Il indique que « faute de s'être appuyé sur une stratégie construite autour d'un projet d'organisation des soins, le DMP a connu jusqu'à présent un très faible déploiement » avec « un peu moins de 500 000 DMP » ouverts et « un peu moins de la moitié d'entre eux [témoignant] d'un début d'usage effectif »107(*).

· Afin de recentrer le « DMP en tant qu'outil professionnel », susceptible de contribuer au déploiement d'une « médecine de parcours notamment au profit des patients chroniques »108(*), la loi de modernisation de notre système de santé de 2016109(*) :

- précise les règles applicables aux échanges d'informations entre professionnels de santé, appartenant ou non à une même équipe ;

- confie à la Caisse nationale d'assurance maladie (Cnam) la conception, la mise en oeuvre et l'administration d'un dossier médical partagé (DMP), substitué à l'ancien dossier médical personnel, ainsi que d'un système de messagerie sécurisée ;

- précise les obligations applicables aux professionnels de santé en matière d'alimentation du DMP : obligation d'y inscrire les éléments diagnostiques et thérapeutiques nécessaires à la coordination des soins, les éléments relatifs à un séjour hospitalier et, pour le médecin traitant, d'établir une synthèse au moins une fois par an ;

- supprime, enfin, la mention du consentement à la consultation du DMP, mais maintient un droit du patient à masquer des informations aux professionnels, à l'exception de son médecin traitant.

Le principe du consentement exprès du patient à la création d'un DMP est, en revanche, maintenu110(*).


* 96 Article 3 de la loi n° 2004-810 du 13 août 2004 relative à l'assurance maladie.

* 97 Article L. 161-36-1 tel que créé par la loi n° 2004-810 du 13 août 2004 précitée.

* 98 Igas, Le dossier médical partagé, novembre 2007, p. 2.

* 99 Cour des comptes, La sécurité sociale, septembre 2008, pp. 229 et 232.

* 100 Cour des comptes, Rapport public annuel, février 2009, p. 136.

* 101 Le Monde, « Promis pour 2007, le dossier médical personnalisé ne sera pas mis en service avant dix ans », 13 novembre 2007.

* 102 Michel Gagneux, Mission de relance du projet de dossier médical personnel.
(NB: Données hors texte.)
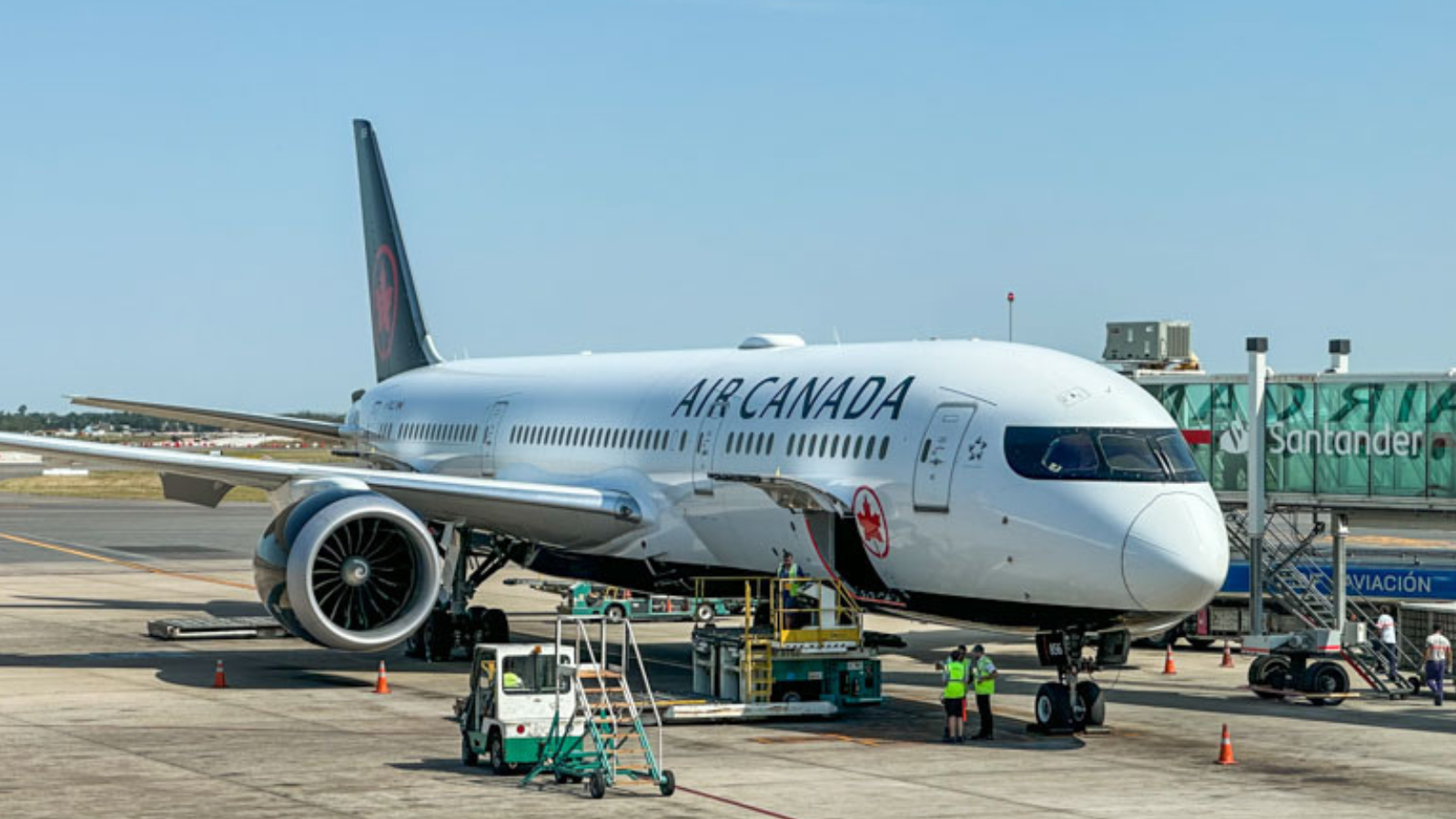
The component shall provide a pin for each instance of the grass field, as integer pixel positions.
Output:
(128, 484)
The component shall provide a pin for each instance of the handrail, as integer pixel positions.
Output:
(784, 618)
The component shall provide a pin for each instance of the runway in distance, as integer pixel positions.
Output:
(965, 481)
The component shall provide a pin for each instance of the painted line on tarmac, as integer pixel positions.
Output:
(725, 800)
(124, 562)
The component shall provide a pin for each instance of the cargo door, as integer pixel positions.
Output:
(488, 439)
(936, 458)
(708, 433)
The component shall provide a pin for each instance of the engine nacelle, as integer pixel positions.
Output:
(349, 570)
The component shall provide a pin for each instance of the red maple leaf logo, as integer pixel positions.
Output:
(870, 523)
(386, 300)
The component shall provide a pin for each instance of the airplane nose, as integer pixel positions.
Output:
(1177, 554)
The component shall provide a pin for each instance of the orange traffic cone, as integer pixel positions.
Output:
(1227, 749)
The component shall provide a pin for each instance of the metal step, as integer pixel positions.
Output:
(217, 629)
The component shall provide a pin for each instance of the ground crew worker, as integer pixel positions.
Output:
(788, 591)
(1438, 658)
(953, 676)
(1390, 643)
(983, 680)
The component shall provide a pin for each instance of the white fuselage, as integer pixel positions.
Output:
(910, 436)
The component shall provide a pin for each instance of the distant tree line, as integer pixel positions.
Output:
(25, 421)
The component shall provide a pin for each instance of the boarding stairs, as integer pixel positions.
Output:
(1305, 588)
(615, 745)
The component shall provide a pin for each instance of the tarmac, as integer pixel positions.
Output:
(96, 719)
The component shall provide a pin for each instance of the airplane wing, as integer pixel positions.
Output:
(251, 421)
(550, 513)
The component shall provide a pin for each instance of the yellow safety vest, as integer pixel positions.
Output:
(985, 683)
(790, 573)
(956, 680)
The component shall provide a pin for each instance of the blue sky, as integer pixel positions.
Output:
(181, 215)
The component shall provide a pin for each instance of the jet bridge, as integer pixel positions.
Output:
(1337, 450)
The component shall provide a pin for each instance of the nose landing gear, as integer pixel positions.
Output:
(1074, 704)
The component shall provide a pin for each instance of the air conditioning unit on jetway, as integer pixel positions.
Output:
(1149, 343)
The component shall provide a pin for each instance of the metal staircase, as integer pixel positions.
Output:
(1303, 586)
(613, 746)
(757, 669)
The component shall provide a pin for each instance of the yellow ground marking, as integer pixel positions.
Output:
(823, 738)
(124, 562)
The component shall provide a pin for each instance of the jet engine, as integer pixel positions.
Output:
(349, 570)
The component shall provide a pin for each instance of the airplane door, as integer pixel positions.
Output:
(708, 433)
(936, 460)
(492, 430)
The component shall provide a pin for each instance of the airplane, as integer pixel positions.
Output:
(970, 482)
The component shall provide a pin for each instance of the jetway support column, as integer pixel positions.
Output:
(1259, 370)
(1339, 528)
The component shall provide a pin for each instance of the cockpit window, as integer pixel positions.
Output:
(1128, 453)
(1069, 453)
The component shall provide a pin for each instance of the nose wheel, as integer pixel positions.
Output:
(1075, 704)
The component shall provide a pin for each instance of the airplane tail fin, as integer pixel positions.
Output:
(400, 339)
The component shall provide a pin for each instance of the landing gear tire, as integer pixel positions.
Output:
(1270, 672)
(439, 636)
(1094, 705)
(1053, 709)
(1327, 678)
(499, 765)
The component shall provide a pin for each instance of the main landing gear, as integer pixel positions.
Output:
(1074, 704)
(455, 625)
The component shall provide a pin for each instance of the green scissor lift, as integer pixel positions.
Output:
(615, 748)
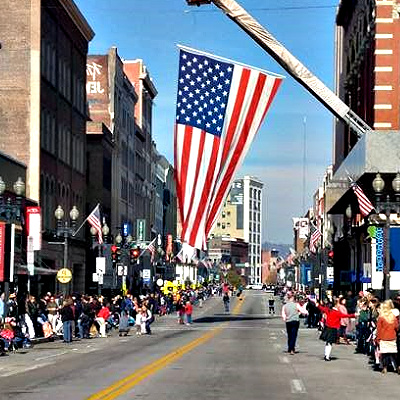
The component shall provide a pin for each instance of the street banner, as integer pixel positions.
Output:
(34, 227)
(220, 107)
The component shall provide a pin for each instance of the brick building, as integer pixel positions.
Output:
(43, 110)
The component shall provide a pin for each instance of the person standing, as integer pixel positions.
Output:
(387, 327)
(67, 316)
(225, 299)
(188, 312)
(332, 323)
(291, 315)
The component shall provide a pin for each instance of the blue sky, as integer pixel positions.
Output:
(151, 29)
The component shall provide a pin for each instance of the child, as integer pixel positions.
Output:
(188, 311)
(140, 322)
(7, 335)
(271, 304)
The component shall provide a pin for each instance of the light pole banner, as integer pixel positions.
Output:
(379, 249)
(2, 248)
(34, 226)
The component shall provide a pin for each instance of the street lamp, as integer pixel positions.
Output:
(100, 262)
(66, 230)
(10, 212)
(386, 207)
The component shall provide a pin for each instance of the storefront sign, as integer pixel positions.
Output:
(34, 226)
(64, 275)
(2, 249)
(140, 230)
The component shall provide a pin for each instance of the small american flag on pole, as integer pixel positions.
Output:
(152, 249)
(220, 107)
(315, 236)
(363, 202)
(94, 221)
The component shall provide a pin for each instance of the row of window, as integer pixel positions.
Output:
(52, 194)
(60, 74)
(70, 148)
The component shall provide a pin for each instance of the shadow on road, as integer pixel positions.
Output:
(230, 317)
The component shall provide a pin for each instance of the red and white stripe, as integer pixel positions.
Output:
(363, 202)
(205, 165)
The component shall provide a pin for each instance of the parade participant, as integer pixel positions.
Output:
(101, 318)
(387, 327)
(188, 312)
(225, 299)
(291, 315)
(67, 316)
(344, 322)
(332, 324)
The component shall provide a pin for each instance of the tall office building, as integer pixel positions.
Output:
(241, 217)
(43, 117)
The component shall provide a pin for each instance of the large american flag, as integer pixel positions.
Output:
(315, 236)
(94, 221)
(364, 203)
(220, 107)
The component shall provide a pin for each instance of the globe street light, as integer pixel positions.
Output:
(10, 212)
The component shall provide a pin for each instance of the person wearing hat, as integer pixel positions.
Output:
(2, 297)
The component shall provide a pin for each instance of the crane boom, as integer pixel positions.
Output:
(290, 63)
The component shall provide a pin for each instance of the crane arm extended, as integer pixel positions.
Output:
(290, 63)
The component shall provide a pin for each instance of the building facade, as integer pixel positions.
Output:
(241, 217)
(43, 97)
(143, 189)
(112, 100)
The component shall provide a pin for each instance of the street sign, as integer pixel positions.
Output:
(160, 282)
(140, 230)
(100, 265)
(64, 275)
(122, 270)
(146, 274)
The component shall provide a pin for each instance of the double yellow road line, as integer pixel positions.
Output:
(124, 385)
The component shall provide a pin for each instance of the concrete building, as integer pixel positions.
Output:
(112, 100)
(241, 217)
(139, 75)
(43, 103)
(367, 79)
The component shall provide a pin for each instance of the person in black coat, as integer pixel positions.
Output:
(67, 316)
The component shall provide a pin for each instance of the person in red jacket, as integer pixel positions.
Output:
(332, 324)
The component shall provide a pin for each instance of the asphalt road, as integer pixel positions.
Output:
(236, 356)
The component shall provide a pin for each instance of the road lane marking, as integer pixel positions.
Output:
(124, 385)
(297, 386)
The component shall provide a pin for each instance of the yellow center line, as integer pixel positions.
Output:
(124, 385)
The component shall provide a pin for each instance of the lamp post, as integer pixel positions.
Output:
(10, 212)
(105, 231)
(386, 206)
(65, 228)
(124, 244)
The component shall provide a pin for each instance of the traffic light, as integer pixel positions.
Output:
(118, 252)
(330, 258)
(114, 249)
(197, 2)
(134, 254)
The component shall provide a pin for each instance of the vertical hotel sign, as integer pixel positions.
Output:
(2, 249)
(34, 227)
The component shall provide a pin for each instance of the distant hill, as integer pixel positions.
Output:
(284, 249)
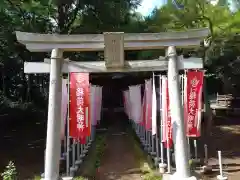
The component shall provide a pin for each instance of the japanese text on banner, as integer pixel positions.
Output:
(194, 102)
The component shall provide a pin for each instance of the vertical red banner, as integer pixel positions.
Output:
(193, 103)
(143, 110)
(167, 121)
(80, 120)
(148, 112)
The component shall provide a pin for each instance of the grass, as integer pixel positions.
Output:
(93, 159)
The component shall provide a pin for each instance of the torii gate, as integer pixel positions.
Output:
(113, 44)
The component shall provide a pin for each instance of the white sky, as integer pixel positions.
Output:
(148, 5)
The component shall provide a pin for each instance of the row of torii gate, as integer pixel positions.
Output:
(113, 44)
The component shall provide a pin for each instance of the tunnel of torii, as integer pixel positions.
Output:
(113, 44)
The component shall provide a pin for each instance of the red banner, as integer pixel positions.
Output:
(193, 103)
(80, 125)
(143, 113)
(167, 122)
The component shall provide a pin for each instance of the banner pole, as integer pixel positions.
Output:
(168, 159)
(68, 129)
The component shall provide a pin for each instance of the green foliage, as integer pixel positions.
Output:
(9, 172)
(88, 16)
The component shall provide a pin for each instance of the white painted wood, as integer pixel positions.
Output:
(99, 66)
(95, 42)
(114, 50)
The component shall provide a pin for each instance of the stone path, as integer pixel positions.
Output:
(119, 161)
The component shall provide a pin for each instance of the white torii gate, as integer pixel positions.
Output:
(113, 45)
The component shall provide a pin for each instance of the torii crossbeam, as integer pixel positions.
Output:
(113, 45)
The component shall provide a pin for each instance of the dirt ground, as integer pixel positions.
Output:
(24, 142)
(119, 161)
(225, 138)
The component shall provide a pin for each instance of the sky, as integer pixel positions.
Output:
(148, 5)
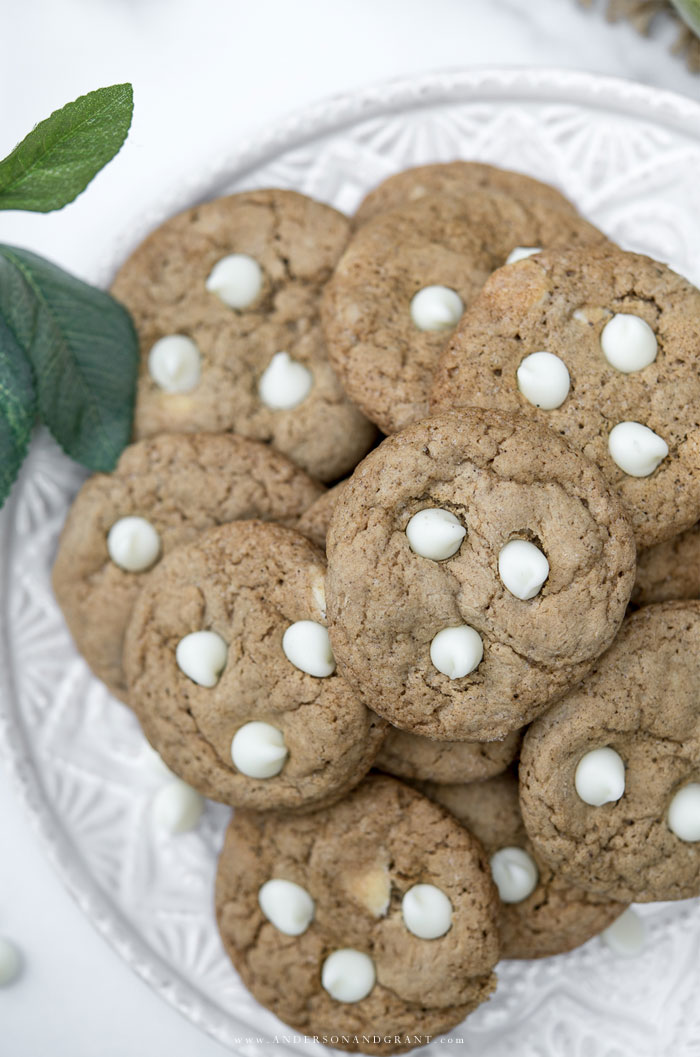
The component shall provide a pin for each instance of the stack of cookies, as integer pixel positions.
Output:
(284, 611)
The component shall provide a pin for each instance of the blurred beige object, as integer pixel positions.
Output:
(642, 14)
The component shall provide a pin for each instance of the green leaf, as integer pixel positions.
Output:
(17, 404)
(59, 158)
(84, 350)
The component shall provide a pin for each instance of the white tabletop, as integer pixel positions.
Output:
(206, 74)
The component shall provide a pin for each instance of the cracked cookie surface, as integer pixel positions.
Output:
(641, 700)
(246, 582)
(669, 571)
(409, 756)
(457, 178)
(501, 477)
(559, 302)
(296, 243)
(556, 915)
(356, 860)
(384, 359)
(182, 484)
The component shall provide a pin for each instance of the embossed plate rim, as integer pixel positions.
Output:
(590, 91)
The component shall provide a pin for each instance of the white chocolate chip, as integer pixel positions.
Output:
(628, 342)
(202, 655)
(348, 975)
(178, 808)
(258, 749)
(236, 279)
(175, 364)
(307, 645)
(600, 777)
(11, 962)
(636, 448)
(427, 912)
(627, 935)
(288, 906)
(522, 568)
(133, 544)
(520, 253)
(684, 813)
(515, 874)
(436, 308)
(457, 651)
(284, 383)
(435, 533)
(544, 379)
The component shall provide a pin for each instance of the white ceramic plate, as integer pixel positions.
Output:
(629, 156)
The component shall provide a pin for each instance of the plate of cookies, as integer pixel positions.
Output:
(403, 567)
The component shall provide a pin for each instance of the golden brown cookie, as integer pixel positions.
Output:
(315, 520)
(458, 178)
(179, 484)
(541, 914)
(478, 566)
(669, 571)
(231, 674)
(409, 756)
(619, 333)
(610, 777)
(353, 870)
(225, 298)
(401, 285)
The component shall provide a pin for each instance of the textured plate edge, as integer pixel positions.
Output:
(551, 85)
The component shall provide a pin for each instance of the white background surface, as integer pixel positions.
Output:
(207, 74)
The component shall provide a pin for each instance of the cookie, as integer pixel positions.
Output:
(409, 756)
(600, 345)
(478, 566)
(669, 571)
(225, 302)
(540, 913)
(371, 925)
(610, 777)
(232, 677)
(314, 522)
(404, 280)
(457, 178)
(175, 486)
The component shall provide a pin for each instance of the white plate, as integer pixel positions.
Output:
(629, 156)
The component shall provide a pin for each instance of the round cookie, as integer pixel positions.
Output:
(563, 302)
(357, 860)
(409, 756)
(601, 773)
(669, 571)
(315, 520)
(259, 369)
(457, 178)
(554, 916)
(383, 356)
(491, 479)
(260, 731)
(181, 484)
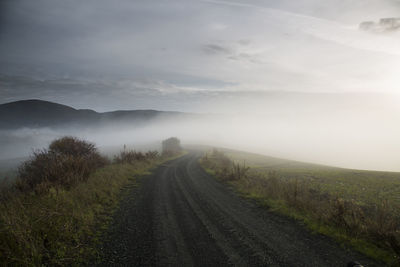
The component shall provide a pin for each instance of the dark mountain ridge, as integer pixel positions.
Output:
(38, 113)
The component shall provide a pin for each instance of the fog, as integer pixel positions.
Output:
(290, 79)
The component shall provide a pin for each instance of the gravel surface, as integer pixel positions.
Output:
(181, 216)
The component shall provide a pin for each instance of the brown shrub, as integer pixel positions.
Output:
(67, 162)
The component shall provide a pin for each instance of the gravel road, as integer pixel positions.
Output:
(181, 216)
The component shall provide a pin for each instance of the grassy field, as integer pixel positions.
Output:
(63, 200)
(355, 207)
(365, 187)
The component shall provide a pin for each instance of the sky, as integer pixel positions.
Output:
(182, 55)
(299, 78)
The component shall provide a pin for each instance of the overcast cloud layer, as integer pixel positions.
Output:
(301, 79)
(141, 50)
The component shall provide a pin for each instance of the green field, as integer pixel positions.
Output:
(357, 208)
(365, 187)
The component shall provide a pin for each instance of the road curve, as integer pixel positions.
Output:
(181, 216)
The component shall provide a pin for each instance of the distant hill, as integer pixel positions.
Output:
(38, 113)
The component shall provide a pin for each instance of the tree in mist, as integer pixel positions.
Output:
(171, 146)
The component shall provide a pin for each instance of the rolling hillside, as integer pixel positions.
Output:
(38, 113)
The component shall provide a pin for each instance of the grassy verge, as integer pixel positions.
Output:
(372, 229)
(63, 226)
(63, 201)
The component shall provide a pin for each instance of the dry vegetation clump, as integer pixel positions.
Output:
(65, 163)
(132, 156)
(375, 224)
(64, 199)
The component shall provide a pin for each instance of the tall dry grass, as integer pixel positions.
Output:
(63, 200)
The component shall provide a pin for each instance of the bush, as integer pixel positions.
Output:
(67, 162)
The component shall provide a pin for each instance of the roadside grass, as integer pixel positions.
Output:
(366, 187)
(357, 208)
(62, 225)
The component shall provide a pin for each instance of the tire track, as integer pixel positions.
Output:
(184, 217)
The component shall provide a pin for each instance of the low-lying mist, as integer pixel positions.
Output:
(345, 130)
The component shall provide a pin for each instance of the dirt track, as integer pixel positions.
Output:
(180, 216)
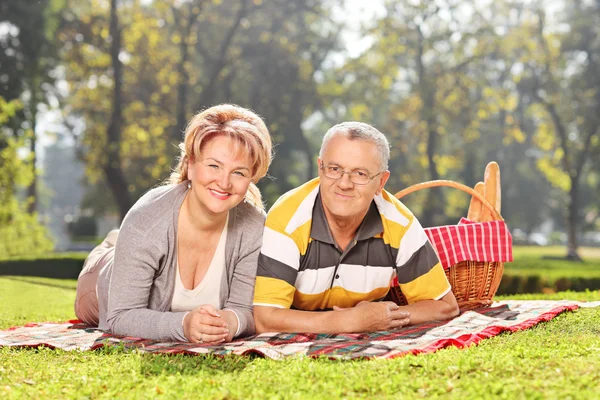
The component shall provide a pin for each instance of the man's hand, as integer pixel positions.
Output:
(376, 316)
(204, 324)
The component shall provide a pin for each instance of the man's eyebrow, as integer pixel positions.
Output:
(353, 169)
(221, 163)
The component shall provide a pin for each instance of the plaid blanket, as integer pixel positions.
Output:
(474, 241)
(465, 330)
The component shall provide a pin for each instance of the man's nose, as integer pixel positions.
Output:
(344, 182)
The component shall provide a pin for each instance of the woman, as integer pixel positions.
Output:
(184, 263)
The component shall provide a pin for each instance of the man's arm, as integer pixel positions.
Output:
(429, 310)
(364, 317)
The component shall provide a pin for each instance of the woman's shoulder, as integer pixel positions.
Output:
(155, 204)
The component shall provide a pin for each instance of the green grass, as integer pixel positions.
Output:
(558, 359)
(533, 271)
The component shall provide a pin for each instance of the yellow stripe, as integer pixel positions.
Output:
(336, 296)
(426, 287)
(273, 291)
(284, 209)
(393, 232)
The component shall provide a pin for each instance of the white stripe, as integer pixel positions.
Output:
(462, 249)
(506, 233)
(304, 212)
(281, 248)
(468, 242)
(389, 211)
(498, 240)
(451, 247)
(268, 305)
(414, 238)
(361, 279)
(483, 240)
(449, 262)
(314, 281)
(475, 242)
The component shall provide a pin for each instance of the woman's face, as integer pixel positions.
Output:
(220, 175)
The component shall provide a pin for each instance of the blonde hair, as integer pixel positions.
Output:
(238, 123)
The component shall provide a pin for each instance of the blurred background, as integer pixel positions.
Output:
(95, 95)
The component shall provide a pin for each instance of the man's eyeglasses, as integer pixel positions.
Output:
(358, 177)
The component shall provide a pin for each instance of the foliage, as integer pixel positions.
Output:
(61, 266)
(527, 364)
(20, 231)
(266, 57)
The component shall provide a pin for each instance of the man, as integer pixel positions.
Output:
(332, 246)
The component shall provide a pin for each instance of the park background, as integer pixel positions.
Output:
(95, 94)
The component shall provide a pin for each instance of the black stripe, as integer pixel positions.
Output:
(371, 252)
(271, 268)
(421, 262)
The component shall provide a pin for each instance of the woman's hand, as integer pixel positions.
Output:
(204, 324)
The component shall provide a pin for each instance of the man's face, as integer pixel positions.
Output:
(341, 197)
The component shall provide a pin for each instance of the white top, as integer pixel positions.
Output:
(209, 289)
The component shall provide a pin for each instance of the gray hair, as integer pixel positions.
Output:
(353, 130)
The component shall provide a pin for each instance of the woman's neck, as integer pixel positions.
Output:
(200, 219)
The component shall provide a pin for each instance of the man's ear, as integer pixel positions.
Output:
(385, 175)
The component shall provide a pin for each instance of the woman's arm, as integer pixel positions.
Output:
(136, 263)
(241, 291)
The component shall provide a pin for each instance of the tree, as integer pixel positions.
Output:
(28, 59)
(564, 84)
(20, 231)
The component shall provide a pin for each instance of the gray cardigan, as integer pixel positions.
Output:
(135, 290)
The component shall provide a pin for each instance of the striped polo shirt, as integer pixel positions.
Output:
(301, 267)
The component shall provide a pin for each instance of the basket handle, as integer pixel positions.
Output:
(456, 185)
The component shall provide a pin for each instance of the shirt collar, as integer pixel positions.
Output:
(370, 226)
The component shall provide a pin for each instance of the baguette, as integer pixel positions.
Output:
(475, 208)
(492, 190)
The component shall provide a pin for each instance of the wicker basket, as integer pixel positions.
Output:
(474, 283)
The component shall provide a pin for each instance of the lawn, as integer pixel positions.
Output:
(558, 359)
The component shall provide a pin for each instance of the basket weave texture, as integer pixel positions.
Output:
(474, 283)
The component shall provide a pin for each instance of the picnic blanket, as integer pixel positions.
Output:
(465, 330)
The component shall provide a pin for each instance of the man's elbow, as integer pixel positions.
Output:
(450, 307)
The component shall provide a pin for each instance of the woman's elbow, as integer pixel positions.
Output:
(261, 323)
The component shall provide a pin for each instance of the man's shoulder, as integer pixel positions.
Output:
(393, 210)
(294, 208)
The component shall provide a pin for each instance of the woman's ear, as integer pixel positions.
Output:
(190, 168)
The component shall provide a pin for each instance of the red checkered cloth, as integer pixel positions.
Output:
(472, 241)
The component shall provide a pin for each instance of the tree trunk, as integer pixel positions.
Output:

Recommandations à la ministre de la santé, de la jeunesse, des sports et de la vie associative, avril 2008, pp. 80 à 83.

* 103 Le Monde, « Le dossier médical personnel sera opérationnel en décembre », 22 juillet 2010.

* 104 Cour des comptes, Le coût du dossier médical personnel depuis sa mise en place. Communication à la commission des finances de l'Assemblée nationale, juillet 2012, p. 9.

* 105 Ibid., pp. 15 et 16.

* 106 Ibid., p. 19.

* 107 Étude d'impact jointe au projet de loi de modernisation de notre système de santé, déposé à l'Assemblée nationale le 15 octobre 2014, pp. 97 et 98.

* 108 Ibid., p. 98.

* 109 Article 96 de la loi n° 2016-41 du 26 janvier 2016 de modernisation de notre système de santé.

* 110 Article L. 1111-14 du code de la santé publique tel que modifié par la loi n° 2016-41 du 26 janvier 2016 précitée.